É preciso resistir à ideia de que Igreja é assuntos secundário, descartável, de que contribuição (oferta) não é prioridade, de que solidariedade é para os ingênuos. Quem pensa e age assim é levado cada vez mais para uma vida de solidão, de vazio existencial, de dependência do consumismo - pois tenta compensar o vazio com coisas materiais. Talvez isso explique a existência de tantas separações, de tantas crises familiares e de tanta indiferença na vida de fé. Pois a vida só tem sentido quando vivida em comunhão. Seja no matrimônio, na vida familiar, na Comunidade - só seremos felizes se fizermos outros felizes. Por isso, a vida solidária e compartilhada é tão importante. É nisso que precisamos investir.

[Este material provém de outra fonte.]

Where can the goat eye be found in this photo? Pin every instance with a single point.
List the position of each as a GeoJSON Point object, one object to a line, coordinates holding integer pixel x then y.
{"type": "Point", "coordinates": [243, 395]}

Sobretudo, precisamos sentir-nos carregados pelo amor de Deus - em qualquer situação - mesmo nos momentos mais difíceis. Isso faz de nós pessoas profundamente agradecidas e dispostas a contribuir para que nossa Comunidade seja nosso porto seguro e para que ela seja nossa expressão de amor ao próximo.
Que o amor e a bondade de Deus nos cativem e façam de nós um corpo unido e confiante - o corpo de Cristo. Amém.